DOI: 10.3390/ani14060877 ISSN: 2076-2615

From Microscale Interactions to Macroscale Patterns in Copepod–Crinoid Symbiosis

Oksana A. Korzhavina, Natalia V. Gubareva, Andrey V. Kitashov, Temir A. Britayev, Viatcheslav N. Ivanenko
  • General Veterinary
  • Animal Science and Zoology

Crinoids (Echinodermata) exhibit unique morphological and behavioral characteristics that facilitate a wide range of symbiotic relationships with diverse organisms. Our comprehension of their interactions with microscopic copepod crustaceans is, however, still in a nascent and fragmented state.

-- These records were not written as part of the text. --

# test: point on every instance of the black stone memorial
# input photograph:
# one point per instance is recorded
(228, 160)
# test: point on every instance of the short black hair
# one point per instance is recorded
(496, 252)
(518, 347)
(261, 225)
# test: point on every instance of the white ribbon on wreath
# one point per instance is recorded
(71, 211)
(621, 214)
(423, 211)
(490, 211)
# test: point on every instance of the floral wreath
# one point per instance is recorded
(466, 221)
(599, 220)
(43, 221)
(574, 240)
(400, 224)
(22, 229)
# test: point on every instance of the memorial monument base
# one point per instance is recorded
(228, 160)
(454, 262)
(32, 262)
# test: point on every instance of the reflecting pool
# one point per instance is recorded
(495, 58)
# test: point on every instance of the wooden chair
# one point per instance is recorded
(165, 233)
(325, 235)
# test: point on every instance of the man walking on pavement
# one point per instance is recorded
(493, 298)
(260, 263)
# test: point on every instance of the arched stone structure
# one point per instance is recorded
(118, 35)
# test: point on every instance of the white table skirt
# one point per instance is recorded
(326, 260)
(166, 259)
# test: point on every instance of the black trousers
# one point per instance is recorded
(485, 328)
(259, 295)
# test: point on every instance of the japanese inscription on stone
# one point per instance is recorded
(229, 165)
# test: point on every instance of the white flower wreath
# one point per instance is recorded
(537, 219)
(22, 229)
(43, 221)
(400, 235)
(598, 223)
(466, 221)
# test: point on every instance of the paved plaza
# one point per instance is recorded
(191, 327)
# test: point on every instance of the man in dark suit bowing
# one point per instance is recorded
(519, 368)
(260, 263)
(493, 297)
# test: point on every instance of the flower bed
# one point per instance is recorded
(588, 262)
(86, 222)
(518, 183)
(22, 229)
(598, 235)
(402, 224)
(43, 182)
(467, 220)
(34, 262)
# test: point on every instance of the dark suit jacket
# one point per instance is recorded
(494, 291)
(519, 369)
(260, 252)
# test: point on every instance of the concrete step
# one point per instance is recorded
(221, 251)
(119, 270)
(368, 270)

Here, we review and discuss the 166 literature records to date in which a total of 39 copepod species in 6 families have been reported in association with 33 species of the crinoid order Comatulida. Many of these associations have been reported just once. The respective localities cover 5 of the World Ocean’s 12 ecoregions, with a notable concentration of both host and symbiont diversity in the Central and Western Indo-Pacific. In contrast, the documentation of copepod–crinoid associations in the Atlantic appears markedly limited. Copepods have been found predominantly in ectosymbiotic relationships with crinoids, with a lower incidence of endosymbiosis. Copepods of the genera Collocheres Canu, 1893 and Pseudanthessius Claus, 1889 are particularly prominent in the list, and the comatulid family Comatulidae displays the most diverse assortment of copepod associations. The current scope of knowledge encompasses a mere 5% of the potential crinoid host diversity, underscoring the need for more extensive research in this area.